Samsung's dominance of the smartphone industry seems to be set to continue based on the rapidly increasing adoption rate of Samsung's flagship device, the Galaxy S5. As can be seen from figures taken from Chitika Insights, a data management company, 4.3% of Samsung's smartphone web traffic in 2014 belongs to the S5. In comparison, 2% of Samsung's smartphone web traffic in 2013 belongs to the S4. This might not seem to be much, but taking into consideration that in terms of smartphone web traffic by manufacturers, 61.7% belongs to Samsung while its closest competitor, LG holds 10.3%. This clearly illustrates that dethroning Samsung will be an uphill task.
This raises the question on how Samsung has continued to establish its foothold in the smartphone industry even though competition is fiercer due to more players coming in. Samsung has employed a number of strategies to better leverage on its strengths, ensure that the S5 is readily accessible and promote awareness of the Galaxy S5.
The first strategy that Samsung seem to have employed is that of availability. By ensuring that the S5 can be obtained from carriers to brick and mortar store, this makes it easy for consumers to try out and purchase the S5 on the spot. As compared to the Sony Xperia Z2, in which there is a fair bit of interest but is sadly unavailable, this hurts Sony's reputation as most consumers would rather have a desired device now, rather than be left in limbo as to the availability.

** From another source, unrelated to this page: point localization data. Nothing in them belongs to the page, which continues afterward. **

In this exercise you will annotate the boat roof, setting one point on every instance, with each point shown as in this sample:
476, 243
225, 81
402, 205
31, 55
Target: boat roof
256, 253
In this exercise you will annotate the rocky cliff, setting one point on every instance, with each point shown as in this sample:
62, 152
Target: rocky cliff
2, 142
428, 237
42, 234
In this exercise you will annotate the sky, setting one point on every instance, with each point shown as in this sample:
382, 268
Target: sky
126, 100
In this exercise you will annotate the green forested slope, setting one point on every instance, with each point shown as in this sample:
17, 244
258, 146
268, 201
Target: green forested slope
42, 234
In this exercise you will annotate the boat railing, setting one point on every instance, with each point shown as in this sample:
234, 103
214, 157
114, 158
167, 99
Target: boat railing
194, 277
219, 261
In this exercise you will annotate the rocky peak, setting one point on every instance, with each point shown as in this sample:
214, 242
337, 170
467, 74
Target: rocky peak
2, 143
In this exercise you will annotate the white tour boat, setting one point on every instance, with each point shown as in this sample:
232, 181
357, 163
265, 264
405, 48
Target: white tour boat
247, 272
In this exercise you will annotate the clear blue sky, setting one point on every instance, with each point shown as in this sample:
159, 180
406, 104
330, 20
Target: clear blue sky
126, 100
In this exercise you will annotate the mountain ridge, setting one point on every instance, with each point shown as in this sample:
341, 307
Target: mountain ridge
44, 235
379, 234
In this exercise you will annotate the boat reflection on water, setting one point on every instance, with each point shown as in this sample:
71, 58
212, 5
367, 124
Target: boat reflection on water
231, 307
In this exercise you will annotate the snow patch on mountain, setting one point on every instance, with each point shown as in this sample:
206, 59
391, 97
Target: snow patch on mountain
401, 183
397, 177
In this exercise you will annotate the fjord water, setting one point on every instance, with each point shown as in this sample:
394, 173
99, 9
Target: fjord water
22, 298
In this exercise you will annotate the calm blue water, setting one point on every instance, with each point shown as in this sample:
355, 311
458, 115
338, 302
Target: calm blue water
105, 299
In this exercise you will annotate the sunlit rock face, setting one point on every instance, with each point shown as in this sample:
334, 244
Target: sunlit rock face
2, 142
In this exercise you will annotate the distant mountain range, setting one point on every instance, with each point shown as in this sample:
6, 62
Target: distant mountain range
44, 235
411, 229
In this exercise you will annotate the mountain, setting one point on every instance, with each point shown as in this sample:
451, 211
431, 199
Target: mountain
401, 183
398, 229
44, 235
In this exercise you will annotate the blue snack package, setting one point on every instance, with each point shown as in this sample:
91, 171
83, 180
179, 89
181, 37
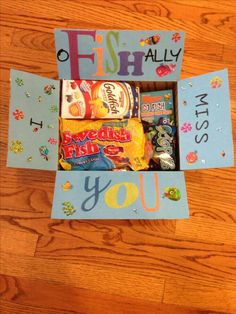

The second strategy is the use of promotion and offers so as to entice potential customers to jump onto the S5 bandwagon. Verizon's promotion for customers to buy a S5 and get a free smartphone of equal value or Roger's offer to sell a Gear 2 Neo for $49 if customers buy a S5 are just some examples of this. These offers help to offset the cost of buying a S5 and attracts users on the fence to jump in as they are paying less for more and have less to lose in doing so.
The third strategy is the marketing or awareness of new features. Samsung has done this through the use of video ads. These help users to understand what is new and different in the S5 via a more visual and audio manner. The fourth strategy is to make relatively minimal changes to the overall hardware design, while adding features and improving software. The idea here is to bank on what already works and tweak on issues that users have. Judging from the launch sales, this seems to have gone off rather well.
In conclusion, Samsung's success comes from understanding what consumers want, playing on its strength and reacting to criticisms. For other manufacturers to be able to match Samsung, would require them to better respond to customers' demands while leveraging on their own strengths.